Published Summary: Neanderthal genomes have been recovered from sites across Eurasia, painting an increasingly complex picture of their populations’ structure that mostly indicates that late European Neanderthals belonged to a single metapopulation with no significant evidence of population structure. Here, we report the discovery of a late Neanderthal individual, nicknamed “Thorin,” from Grotte Mandrin in Mediterranean France, and his genome. These dentognathic fossils, including a rare example of distomolars, are associated with a rich archeological record of Neanderthal final technological traditions in this region ∼50–42 thousand years ago. Thorin’s genome reveals a relatively early divergence of ∼105 ka with other late Neanderthals. Thorin belonged to a population with a small group size that showed no genetic introgression with other known late European Neanderthals, revealing some 50 ka of genetic isolation of his lineage despite them living in neighboring regions. These results have important implications for resolving competing hypotheses about causes of the disappearance of the Neanderthals.

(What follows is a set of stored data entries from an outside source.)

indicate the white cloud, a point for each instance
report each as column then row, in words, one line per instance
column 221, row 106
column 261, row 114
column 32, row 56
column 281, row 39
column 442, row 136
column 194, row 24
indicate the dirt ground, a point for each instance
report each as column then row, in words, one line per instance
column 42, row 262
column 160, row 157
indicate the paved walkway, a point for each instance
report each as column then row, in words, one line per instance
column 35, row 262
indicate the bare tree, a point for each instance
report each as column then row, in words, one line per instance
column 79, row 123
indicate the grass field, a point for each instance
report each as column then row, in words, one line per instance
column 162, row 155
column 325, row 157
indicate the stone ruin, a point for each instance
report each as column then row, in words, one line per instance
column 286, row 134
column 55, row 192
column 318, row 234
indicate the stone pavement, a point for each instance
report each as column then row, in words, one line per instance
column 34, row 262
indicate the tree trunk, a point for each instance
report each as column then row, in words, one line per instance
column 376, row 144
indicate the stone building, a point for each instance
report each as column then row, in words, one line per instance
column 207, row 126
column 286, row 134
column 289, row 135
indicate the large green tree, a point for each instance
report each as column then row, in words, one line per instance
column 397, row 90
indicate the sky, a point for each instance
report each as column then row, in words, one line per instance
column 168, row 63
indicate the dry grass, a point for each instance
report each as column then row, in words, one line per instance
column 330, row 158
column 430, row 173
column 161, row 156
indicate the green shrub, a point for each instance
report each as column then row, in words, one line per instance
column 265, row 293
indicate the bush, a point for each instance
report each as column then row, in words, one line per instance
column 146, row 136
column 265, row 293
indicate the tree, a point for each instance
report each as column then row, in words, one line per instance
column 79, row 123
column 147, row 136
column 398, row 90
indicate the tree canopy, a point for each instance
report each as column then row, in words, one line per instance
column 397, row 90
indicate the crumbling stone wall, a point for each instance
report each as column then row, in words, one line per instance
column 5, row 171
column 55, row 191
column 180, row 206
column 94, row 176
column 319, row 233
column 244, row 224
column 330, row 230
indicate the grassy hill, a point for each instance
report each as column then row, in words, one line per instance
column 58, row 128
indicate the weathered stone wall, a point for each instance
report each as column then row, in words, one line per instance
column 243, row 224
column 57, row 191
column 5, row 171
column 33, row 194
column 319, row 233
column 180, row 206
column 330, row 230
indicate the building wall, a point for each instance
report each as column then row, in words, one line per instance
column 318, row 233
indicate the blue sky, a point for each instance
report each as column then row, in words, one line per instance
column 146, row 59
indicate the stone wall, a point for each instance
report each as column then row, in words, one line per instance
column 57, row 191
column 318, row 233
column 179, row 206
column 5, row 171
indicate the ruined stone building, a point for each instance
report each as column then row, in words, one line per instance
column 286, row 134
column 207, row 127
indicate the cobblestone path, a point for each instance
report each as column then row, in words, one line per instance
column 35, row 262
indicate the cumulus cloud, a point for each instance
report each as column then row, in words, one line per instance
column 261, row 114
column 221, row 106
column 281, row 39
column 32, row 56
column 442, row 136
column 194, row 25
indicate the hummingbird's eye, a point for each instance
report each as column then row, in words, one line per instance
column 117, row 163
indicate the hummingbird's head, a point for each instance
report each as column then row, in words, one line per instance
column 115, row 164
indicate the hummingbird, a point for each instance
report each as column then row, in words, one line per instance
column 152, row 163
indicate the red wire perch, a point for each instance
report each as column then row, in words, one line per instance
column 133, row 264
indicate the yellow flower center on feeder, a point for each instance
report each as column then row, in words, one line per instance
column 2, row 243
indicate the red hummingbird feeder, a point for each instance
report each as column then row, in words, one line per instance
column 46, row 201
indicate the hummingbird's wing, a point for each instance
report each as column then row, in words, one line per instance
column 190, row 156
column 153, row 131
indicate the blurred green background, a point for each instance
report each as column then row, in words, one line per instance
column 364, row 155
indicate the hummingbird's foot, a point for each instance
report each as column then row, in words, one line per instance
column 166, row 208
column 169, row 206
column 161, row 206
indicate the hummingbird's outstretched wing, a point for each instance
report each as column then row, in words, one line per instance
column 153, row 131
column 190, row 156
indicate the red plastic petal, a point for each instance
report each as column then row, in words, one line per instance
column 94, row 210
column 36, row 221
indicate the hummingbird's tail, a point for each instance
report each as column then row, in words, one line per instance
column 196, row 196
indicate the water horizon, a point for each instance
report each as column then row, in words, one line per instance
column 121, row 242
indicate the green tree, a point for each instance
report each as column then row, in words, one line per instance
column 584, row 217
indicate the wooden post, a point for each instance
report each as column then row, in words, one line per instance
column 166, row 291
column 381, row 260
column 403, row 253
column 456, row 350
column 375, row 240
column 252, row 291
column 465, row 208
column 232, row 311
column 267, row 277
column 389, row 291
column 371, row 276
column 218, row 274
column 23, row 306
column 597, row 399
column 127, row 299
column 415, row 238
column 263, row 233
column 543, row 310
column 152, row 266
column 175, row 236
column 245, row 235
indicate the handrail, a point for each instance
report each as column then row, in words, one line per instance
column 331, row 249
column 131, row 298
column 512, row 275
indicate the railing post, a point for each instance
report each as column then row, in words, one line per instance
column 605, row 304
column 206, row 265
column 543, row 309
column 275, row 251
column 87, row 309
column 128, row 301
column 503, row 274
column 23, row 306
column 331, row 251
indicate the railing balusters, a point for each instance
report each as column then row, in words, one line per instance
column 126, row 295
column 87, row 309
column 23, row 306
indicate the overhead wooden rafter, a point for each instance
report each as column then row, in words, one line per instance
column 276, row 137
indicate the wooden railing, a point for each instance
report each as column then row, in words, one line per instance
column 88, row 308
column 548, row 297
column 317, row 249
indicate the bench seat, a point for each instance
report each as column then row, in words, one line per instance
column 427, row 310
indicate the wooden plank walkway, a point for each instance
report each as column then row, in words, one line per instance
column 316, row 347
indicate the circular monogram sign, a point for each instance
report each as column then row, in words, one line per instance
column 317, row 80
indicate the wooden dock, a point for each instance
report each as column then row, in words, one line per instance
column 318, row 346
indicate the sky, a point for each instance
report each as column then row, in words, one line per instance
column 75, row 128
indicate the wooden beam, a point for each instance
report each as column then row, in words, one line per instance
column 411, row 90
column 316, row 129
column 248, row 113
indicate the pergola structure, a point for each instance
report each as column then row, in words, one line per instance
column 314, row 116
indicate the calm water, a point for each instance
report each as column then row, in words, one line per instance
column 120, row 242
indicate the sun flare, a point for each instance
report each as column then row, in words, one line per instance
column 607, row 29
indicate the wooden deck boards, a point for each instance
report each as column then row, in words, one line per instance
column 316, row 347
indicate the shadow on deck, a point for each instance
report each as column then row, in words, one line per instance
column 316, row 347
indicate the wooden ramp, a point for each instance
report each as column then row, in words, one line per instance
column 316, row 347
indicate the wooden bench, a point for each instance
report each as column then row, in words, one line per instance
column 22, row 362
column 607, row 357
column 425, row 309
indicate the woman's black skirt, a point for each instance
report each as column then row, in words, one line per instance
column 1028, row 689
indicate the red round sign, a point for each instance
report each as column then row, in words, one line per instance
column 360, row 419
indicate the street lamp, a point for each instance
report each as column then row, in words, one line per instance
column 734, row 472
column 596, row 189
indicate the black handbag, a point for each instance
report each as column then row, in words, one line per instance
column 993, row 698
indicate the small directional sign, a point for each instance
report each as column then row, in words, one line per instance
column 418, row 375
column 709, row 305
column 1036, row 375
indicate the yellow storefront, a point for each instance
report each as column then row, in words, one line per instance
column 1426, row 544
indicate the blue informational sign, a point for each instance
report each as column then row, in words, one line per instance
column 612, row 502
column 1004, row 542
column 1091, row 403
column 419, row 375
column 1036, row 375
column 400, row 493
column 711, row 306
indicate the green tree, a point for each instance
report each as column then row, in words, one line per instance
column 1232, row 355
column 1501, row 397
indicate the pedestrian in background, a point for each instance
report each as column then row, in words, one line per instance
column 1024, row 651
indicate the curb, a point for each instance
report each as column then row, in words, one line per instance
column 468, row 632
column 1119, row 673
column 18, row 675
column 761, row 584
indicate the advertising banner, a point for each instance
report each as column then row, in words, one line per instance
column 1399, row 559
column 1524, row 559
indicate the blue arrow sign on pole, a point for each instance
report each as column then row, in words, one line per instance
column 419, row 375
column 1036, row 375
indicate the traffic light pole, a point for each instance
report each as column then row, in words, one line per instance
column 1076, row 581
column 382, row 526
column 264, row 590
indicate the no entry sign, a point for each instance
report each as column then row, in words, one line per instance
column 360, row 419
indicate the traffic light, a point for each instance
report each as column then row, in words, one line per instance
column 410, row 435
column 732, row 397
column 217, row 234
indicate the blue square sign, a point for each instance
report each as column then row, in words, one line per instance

We’re painting with a very wide brush when we say neanderthal—the article I shared was about a distinct neanderthal genetic group that seems to have been isolated from other neanderthal groups for a long while with no contact (or at least no genetic mixing).
I kinda take issue with Live Science’s use of “extinct” in that article—from what I can tell from the research article the main takeaways are that neanderthals had 2-3% dna which was causing us to over-estimate their population size, and relatedly that rather than a population collapse, their extinction was due to slowly merging with another species (very cool btw). Along with other pre-hominids they are indeed extinct though.